A gente ainda tem muita coisa pra passar
- Isabela Torezan

- 29 de out.
- 3 min de leitura
Chamo eles de Sartre e Simone de Beauvoir. Sartre mora na casa da parte de baixo do terreno conjugado que ele e Simone compraram juntos, a casa dela fica na parte de cima (o terreno é bem inclinado) e é bem mais bonita. Na verdade, são dois terrenos do condomínio, que ficaram unidos por um gramado e uma piscina. Eles não têm filhos, nem cachorros, e vivem há vários anos assim juntos e separados. Como o famoso casal francês.

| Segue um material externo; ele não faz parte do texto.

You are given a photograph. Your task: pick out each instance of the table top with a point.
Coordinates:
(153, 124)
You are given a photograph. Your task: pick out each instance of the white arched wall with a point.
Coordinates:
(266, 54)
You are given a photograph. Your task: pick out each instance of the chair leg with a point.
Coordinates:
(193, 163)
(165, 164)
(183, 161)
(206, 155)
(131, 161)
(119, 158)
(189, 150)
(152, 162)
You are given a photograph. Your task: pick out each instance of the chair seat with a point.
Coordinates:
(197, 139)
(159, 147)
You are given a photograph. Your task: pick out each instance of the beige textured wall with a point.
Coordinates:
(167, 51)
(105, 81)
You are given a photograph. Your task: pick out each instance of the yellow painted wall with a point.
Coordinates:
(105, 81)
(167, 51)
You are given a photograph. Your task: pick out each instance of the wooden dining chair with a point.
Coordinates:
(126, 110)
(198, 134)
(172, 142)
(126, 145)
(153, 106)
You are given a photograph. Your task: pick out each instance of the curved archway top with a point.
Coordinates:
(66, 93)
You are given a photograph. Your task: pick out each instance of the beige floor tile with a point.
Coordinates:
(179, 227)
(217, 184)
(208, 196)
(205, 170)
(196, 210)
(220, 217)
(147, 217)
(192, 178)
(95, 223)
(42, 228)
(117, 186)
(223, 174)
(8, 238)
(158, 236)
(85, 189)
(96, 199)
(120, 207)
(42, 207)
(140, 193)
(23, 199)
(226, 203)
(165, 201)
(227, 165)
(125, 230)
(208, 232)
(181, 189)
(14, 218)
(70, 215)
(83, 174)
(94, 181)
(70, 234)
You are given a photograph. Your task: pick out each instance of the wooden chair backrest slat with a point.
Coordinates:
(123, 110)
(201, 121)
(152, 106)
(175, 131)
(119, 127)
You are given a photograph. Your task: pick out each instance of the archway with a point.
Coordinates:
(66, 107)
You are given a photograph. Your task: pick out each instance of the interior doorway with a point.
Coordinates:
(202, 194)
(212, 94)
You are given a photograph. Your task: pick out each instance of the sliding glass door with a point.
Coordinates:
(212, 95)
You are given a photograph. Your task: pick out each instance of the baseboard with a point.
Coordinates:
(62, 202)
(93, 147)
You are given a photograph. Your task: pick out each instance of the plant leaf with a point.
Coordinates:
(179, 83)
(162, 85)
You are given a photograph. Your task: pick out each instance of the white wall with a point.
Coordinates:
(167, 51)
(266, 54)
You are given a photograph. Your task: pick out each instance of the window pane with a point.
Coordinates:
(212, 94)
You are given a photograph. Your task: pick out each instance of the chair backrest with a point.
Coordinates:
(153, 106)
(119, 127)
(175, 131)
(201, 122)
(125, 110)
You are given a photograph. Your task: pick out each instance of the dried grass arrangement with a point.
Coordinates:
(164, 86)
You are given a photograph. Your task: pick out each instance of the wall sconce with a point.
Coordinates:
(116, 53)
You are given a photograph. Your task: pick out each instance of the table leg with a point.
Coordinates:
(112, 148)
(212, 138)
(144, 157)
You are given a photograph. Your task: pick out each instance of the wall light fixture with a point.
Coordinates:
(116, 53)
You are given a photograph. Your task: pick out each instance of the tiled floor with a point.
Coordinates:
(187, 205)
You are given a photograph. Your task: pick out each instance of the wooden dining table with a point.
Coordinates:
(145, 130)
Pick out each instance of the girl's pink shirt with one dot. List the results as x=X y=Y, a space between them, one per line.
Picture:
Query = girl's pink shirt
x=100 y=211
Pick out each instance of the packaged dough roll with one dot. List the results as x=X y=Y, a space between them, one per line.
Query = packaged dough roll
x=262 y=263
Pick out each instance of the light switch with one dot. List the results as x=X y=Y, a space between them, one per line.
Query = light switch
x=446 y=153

Sempre passo caminhando pela casa deles, e já vi várias vezes os dois sentados na varanda da casa debaixo tomando suco, o jarro do liquidificador pousado na mesa de madeira barata. Também já vi ela fazendo exercícios na piscina, ele deitado na espreguiçadeira, aparentemente fazendo literalmente o que a cadeira pede, espreguiçar-se. Na maior parte das vezes, porém, Sartre está fora das vistas, e Simone pode ser observada trabalhando arduamente em seu lindo jardim, regando plantas e tirando ervas daninhas com dedicação de mãe.
Eu admirava bastante a Simone e sua paz, com sua casinha perfeita que ela mantém intocada pelo Sartre e sua afeição ao descuido (não sei quando foi a última vez que aquela varanda viu uma vassoura). Até ver, fatídico dia para o feminismo, eu pensei, Simone descendo o gramado do terreno com uma deslumbrante torre de roupas e lençóis passados e dobrados. Roupas e lençóis do Sartre.
Ah não, Simone. Se Sartre não passa lençóis, ele que durma em lençóis amassados. Você se libertou de ter que dormir sobre os mesmos lençóis que ele, quando não quiser. Eu mesma detesto passar roupas, e na verdade não vejo sentido em passar lençóis. Lavá-los uma vez por semana me parece suficiente. Mas Simone claramente considera importante alisar a roupa de cama, e minha admiração por ela murchou consideravelmente ao saber que ela desperdiça essa oportunidade de fazer algo só para ela. Trabalho dobrado para dar conforto a um homem que muito provavelmente dormiria muito bem em lençóis amassados.
Vi essa cena mais vezes, e em uma delas Simone assobiou quando descia o gramado, um aviso sonoro de que chegava com a carga de tecidos limpinhos. Nesse dia, pensei que talvez ela não só passasse, como lavasse as coisas dele. Percebi que já tinha visto um varal cheio montado na varanda dela diversas vezes, mas nunca na dele. Se Sartre lava, ele tem uma secadora. O que não combina com uma mesa de madeira barata caindo aos pedaços.
E parei aí com as reflexões. Acho mais prejudicial ao feminismo eu fazendo suposições e julgando as escolhas da Simone, cujo verdadeiro nome nem é Simone e com a qual eu só troquei “boa tarde” algumas dezenas de vezes, do que a própria passando os lençóis do marido que ela expulsou da cama. Aliás, passei a usar o caso para me orientar toda vez que tenho dúvidas se estou colaborando com a perpetuação de algum estereótipo caquético e fora do prazo de validade, ou talvez agindo contra princípios e movimentos que eu mesma defendo. Por acaso eu sei a história de vida da Simone, suas motivações para passar roupa, sua verdadeira ligação com Sartre? Não, não sei. E esse era o mínimo de informação que eu deveria ter antes de criticar um pedaço da rotina dela. Moral da história: cuidado para não gastar energia no lugar errado. Não faltam situações transbordantes de provas e informações que merecem a minha indignação, raiva, apoio, dedicação e julgamento crítico. Depois que Simone terminar de passar, e eu chegar da caminhada, a gente podia é ir juntas impedir uns feminicídios.